João Dias da Silva, da Federação Nacional da Educação (FNE), admite que as questões inicialmente levantadas pelos sindicatos se prendiam com a interpretação errada dos dados, que não tiveram em conta que os números eram apresentados em PPS. Além disso, o facto de as pessoas não se reverem individualmente nos números, que são uma representação do universo dos professores, também levantou problemas. Mas persistem dúvidas sobre outros dados, nomeadamente o tempo de trabalho, os salários e a carreira docente que aparecem no relatório e que o responsável da FNE faz saber que já foram colocadas à OCDE.
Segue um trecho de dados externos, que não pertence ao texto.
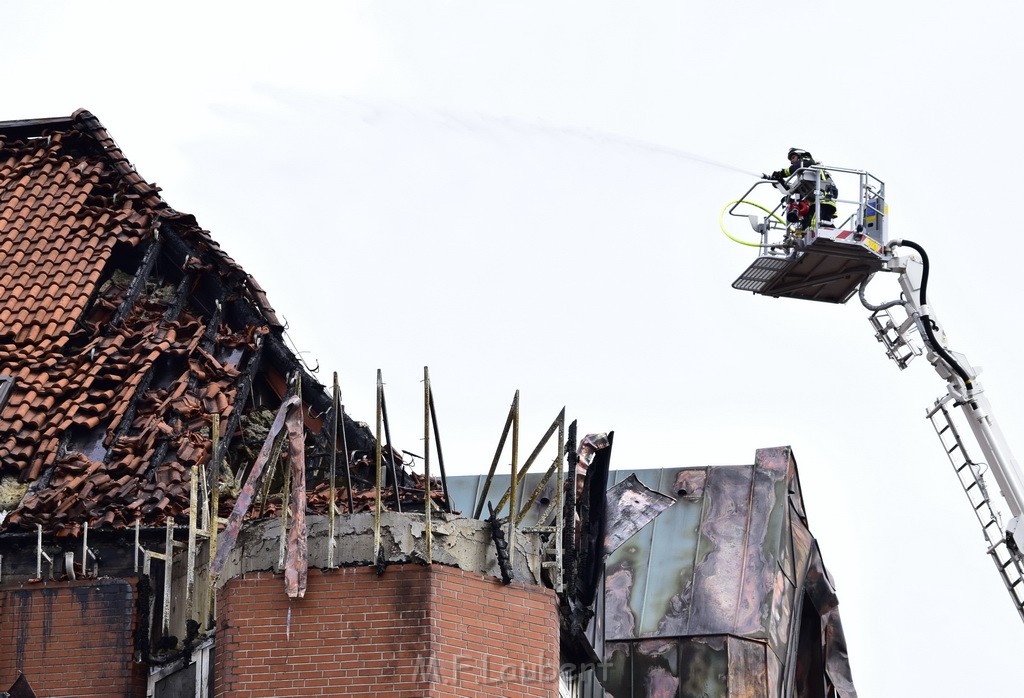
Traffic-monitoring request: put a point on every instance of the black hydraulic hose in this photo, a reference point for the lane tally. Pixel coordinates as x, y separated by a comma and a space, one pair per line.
946, 356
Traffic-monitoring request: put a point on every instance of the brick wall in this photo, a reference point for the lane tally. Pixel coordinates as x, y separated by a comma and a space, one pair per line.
72, 640
416, 631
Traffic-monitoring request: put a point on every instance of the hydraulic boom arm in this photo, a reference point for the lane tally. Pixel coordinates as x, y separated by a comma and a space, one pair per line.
902, 342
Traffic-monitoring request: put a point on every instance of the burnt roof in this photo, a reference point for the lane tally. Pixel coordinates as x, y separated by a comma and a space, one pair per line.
123, 329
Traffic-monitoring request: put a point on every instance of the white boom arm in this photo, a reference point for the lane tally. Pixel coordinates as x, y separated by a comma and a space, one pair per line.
964, 392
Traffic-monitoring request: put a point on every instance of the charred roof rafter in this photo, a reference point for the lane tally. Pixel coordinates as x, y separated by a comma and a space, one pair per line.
138, 281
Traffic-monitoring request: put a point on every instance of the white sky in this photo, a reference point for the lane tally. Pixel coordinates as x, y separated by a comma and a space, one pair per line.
524, 195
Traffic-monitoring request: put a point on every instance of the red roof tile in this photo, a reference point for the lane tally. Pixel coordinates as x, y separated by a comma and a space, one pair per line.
115, 376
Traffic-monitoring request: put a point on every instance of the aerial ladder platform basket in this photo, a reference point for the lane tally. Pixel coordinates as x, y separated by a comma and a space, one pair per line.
811, 261
818, 262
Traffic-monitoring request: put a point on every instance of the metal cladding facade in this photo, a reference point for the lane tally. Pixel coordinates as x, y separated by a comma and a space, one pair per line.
725, 594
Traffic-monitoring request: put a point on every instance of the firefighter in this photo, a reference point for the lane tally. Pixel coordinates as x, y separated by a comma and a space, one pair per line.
801, 207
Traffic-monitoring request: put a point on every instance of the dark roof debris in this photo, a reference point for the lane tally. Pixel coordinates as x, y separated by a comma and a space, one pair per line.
123, 328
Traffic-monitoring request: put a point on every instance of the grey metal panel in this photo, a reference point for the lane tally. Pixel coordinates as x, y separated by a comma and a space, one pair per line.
748, 668
718, 593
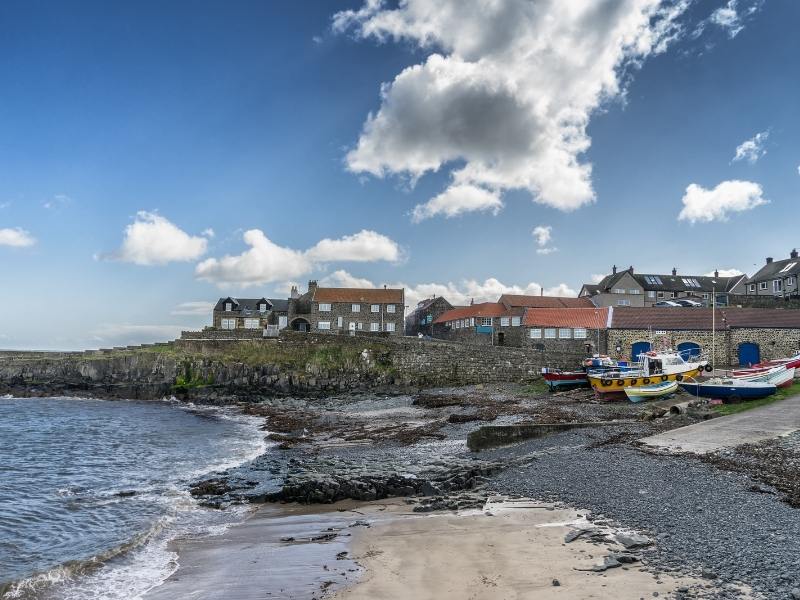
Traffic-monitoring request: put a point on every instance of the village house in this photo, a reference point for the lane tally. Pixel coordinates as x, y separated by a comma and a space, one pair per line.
776, 279
347, 310
250, 313
421, 319
628, 288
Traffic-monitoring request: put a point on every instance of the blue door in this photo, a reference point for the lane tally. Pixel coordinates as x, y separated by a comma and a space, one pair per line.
749, 354
689, 350
639, 348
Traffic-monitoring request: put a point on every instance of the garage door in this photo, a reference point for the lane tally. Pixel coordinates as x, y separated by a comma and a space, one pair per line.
749, 354
639, 348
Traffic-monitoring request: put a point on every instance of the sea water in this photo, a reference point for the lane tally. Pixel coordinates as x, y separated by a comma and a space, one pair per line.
93, 491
Dias depois de se saber o conteúdo desta avaliação, o ministro da Educação, Tiago Brandão Rodrigues dizia ao PÚBLICO que o documento “não é uma bomba”.

“Em Portugal, o Education at a Glance é alimentado com o inquérito UOE (produzido para a UNESCO, OCDE e Eurostat)” e outras fontes como o INE e o Instituto de Gestão Financeira, explica Nuno Rodrigues. “Depois, dependendo do ano em que está a ser realizado há estudos internacionais que podem ser utilizados”, como os do Programa Internacional de Avaliação de Alunos (também da OCDE).

“A nossa preocupação é a independência. A equipa não comenta os dados. Há outras pessoas que têm de o fazer. Nós temos de dar aos utilizadores, sejam eles quais forem, a informação”, declara Rodrigues.